A boy, a war orphan, dressed in tattered clothing and shivering, is brought before a young officer, who tries to find out who he is. The boy insists that the captain alert his superiors and upbraids the captain for his scepticism, warning him of repercussions. Disconcerted, the captain finally gets through to the right officer and he is told to treat Ivan well, and that someone will pick him up. Ivan, apparently, is an asset and something of a hero. He is also the result of total war. His family has been killed in the conflict and his only function now is to help facilitate the military operations of the Soviet army. With his blond hair and ferocious and obstinate zeal he could just as easily be a poster boy for the Hitler youth, except that youth is a superficial accident with Ivan. In fact, the childhood of the title is problematic, a part of his life that seems as distant and unapproachable to Ivan as it is to any of the war-weary adults with whom he fits in. And yet he is still a child, who has dreams and on occasions nightmares, and who greets his officers, his handlers, with a hitherto unsuspected emotional warmth, leaping into Captain Kohlin’s arms when he arrives at the dugout.

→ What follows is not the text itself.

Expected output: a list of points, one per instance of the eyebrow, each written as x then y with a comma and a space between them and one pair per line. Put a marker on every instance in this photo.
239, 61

It is the adults who define childhood for Ivan. It is the young captain who alone in the film (and then only at the beginning) treats Ivan like a child, doubting and scolding him and finally carrying the exhausted boy to his bunk. Ivan’s superiors are obviously emotionally invested in him, desperate that he be removed from the front to a military academy in the rear, a plan Ivan predictably has no time for. Ivan had joined a band of partisans earlier in the war, has witnessed a death camp and has run a number of missions across the river: what could a military academy possibly teach him about war? Ivan runs away when they appear intent on this plan. In a startling vignette, he meets an old man standing in the ruins of his house, looking for a nail with which to hang a picture. The futility of attempting to maintain ordinary life seems confirmed, and once Ivan is found, it is agreed he will be sent on another mission.

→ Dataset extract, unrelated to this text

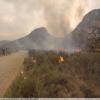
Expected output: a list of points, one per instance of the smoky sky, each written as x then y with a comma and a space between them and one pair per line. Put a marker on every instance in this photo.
60, 17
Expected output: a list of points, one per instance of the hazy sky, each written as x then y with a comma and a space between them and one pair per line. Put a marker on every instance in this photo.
20, 17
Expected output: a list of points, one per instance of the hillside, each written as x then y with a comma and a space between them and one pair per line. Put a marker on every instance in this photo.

Ivan’s pre-war childhood is given to us in a series of dreams: a beautiful opening sequence of Ivan taking flight, his mother at a well, on an apple cart with a girl in ridiculously torrential rain, horses on the beach eating apples. Each sequence has an understandable oddness - the too heavy rain, his mother’s poetic story about the star in the deep well, ‘it’s day for us but night for the star’ - and the summery quality of the brightly lit imagery contrasts with the darkness and wintery grey of war. And yet, the uncanny nature of dream seeps into the portrayal of war, not least in Ivan’s own status as a hardened war veteran who the adults ultimately defer to. The dugout is a rag-and-bone shop of the soul, a place where men wait to go and die, bored, tinkering with gramophones and listening for the bombs. Outside, trucks lurch about in the mud, and flares are sent up and drift one after the other with numbing regularity. The quick stab at a romance seems half-hearted and desperate at the same time. Masha is in charge of the hospital, ineffectively in charge, according to the young captain who is obviously in love with her and looking for any excuse to send her away from the fighting. Captain Kohlin also makes a pass at her, kissing her as he holds her over a trench, her feet dangling. The wish for love is as forlorn as the wish for a normal childhood for Ivan or the old man’s search for a nail.

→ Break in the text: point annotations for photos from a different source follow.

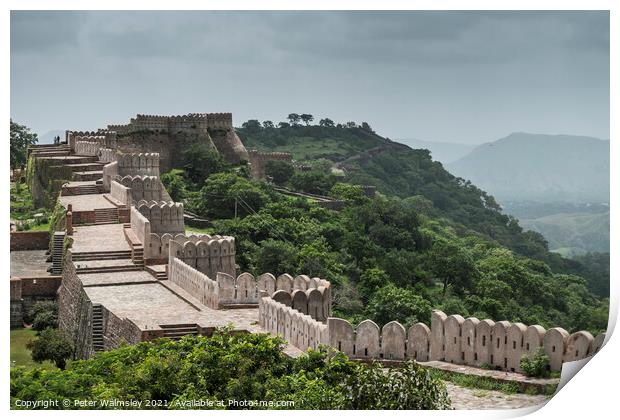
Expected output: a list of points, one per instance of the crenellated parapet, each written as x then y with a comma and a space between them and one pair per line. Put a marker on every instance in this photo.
259, 159
164, 217
144, 188
219, 121
138, 164
461, 341
207, 254
299, 329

The culmination comes with the final crossing of the river, a sequence that takes on a mythological resonance. It is after all an actual Styx, with two dead Russian soldiers hung at the bank with a placard proclaiming ‘welcome’ in German. To this is added the mist, the flares that land ever closer, the relentless panning shot that accompanies the soldiers and Ivan in the boat, and Tarkovsky’s masterful use of sound. Throughout the film, sound has played a role; the dripping of rain water or the cracking of logs in a stove evoke not only place, but the heightened perceptions of men who are living every day as if it were their last.
Tarkovsky’s first feature-length film, Ivan’s Childhood established him immediately as a major new talent in Soviet and world cinema. It won prizes at several festivals as well as taking the top prize, the Golden Lion, at the Venice Film Festival where it premiered in 1962. Tarkovsky benefited from circumstance; a thawing of the political situation allowed for the film’s more critical depiction of the war, and an earlier version of the story had been abandoned, leaving the door open for him. In a way it was a false dawn for Tarkovsky, whose relationship with the Soviet authorities would become increasingly problematic, leading him to make his last film, The Sacrifice, in Sweden. Ivan’s Childhood remains a stunning debut, a moving and immersive film that both denounces war and evokes its dreamlike beauty.